Los científicos han estado siguiendo las respuestas de los participantes a cinco cuestiones, dos de ellas subjetivas: con qué frecuencia podían confiar en alguien cercano y con qué frecuencia se sentían solos; y dos objetivas: cómo de a menudo veían a familiares y amigos, si participaban en alguna actividad de grupo semanal y si vivían solos.
La falta de interacciones en los cinco aspectos estudiados está asociada a una mayor mortalidad, pero por más malestar que pueda causar a una persona la sensación subjetiva de sentirse sola o de no poder confiar en alguien cercano, “lo que es realmente grave y se asocia a un mayor riesgo de mortalidad es estar objetivamente solo y aislado”, ha explicado en rueda de prensa uno de los autores, el profesor de Cardiología de la Universidad de Glasgow, Jason Gill.
No obstante, la tormenta perfecta es quienes viven solos y no reciben ni siquiera una vez al mes la visita de familiares o amigos: su riesgo de muerte prematura es un 39% más elevado, y no se aprecia que participar en alguna actividad grupal pueda tener ningún beneficio para ellos, si no cuentan con el ‘calor’ de seres queridos.
“Hemos visto que ese manto social protector que ejercen la familia o los amigos es lo más relevante para prolongar la vida, y quienes no cuentan con él tampoco se benefician de participar en actividades grupales de forma semanal”, ha señalado el doctor Hamish Foster, afiliado a la misma universidad.
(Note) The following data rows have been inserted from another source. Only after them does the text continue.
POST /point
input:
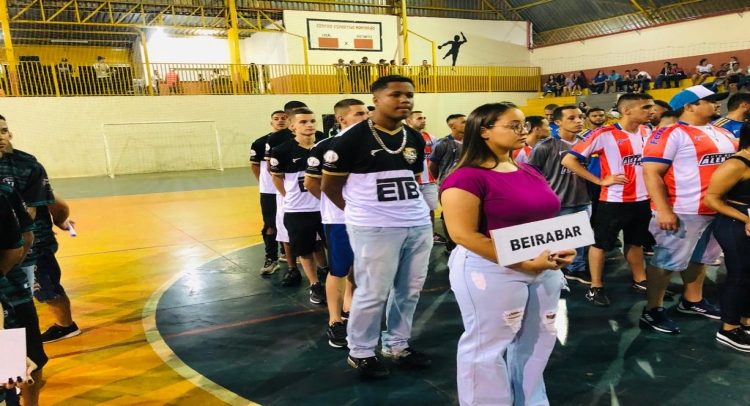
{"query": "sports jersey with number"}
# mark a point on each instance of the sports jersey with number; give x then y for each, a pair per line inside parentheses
(733, 126)
(430, 143)
(619, 152)
(257, 153)
(329, 212)
(381, 190)
(693, 153)
(521, 156)
(290, 161)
Los dos investigadores han subrayado el hallazgo de esta conexión tan clara con la muerte prematura de la soledad y el aislamiento indica que estamos ante problemas “mucho más multifactoriales y complicados” de lo que se pensaba, y de que “un solo tipo de intervención para atajar estos problemas será insuficiente”.
“Lo que sí nos proporciona esta investigación es una amplia base de conocimiento para diseñar y poner en marcha protocolos para reducir el aislamiento de las personas”, ha destacado Gill.
Preguntados por si las conclusiones de este estudio -el más concluyente hasta la fecha por la cantidad de personas analizadas- son extrapolables a jóvenes que vivan en un grado de aislamiento significativo, los autores han aclarado que el resultado no es extrapolable a personas de otra franja de edad (menor de 40 años), y que habría que hacer seguimientos desde esas edades para poder saberlo.
Tampoco, aclaran, puede implicar que quienes vivan en una residencia de mayores están menos expuestos a este riesgo de mortalidad por poder contar con más interacción:
“Quienes viven en una residencia es generalmente por otras casuísticas, nuestra investigación ha abarcado a aquellas personas que pueden vivir solas en sus casas”, ha aclarado.
Los siguientes pasos de su investigación serán explorar cuánto más hay que mejorar las interacciones sociales para beneficiar a las personas aisladas socialmente y poner en marcha los citados protocolos para reducir esa soledad.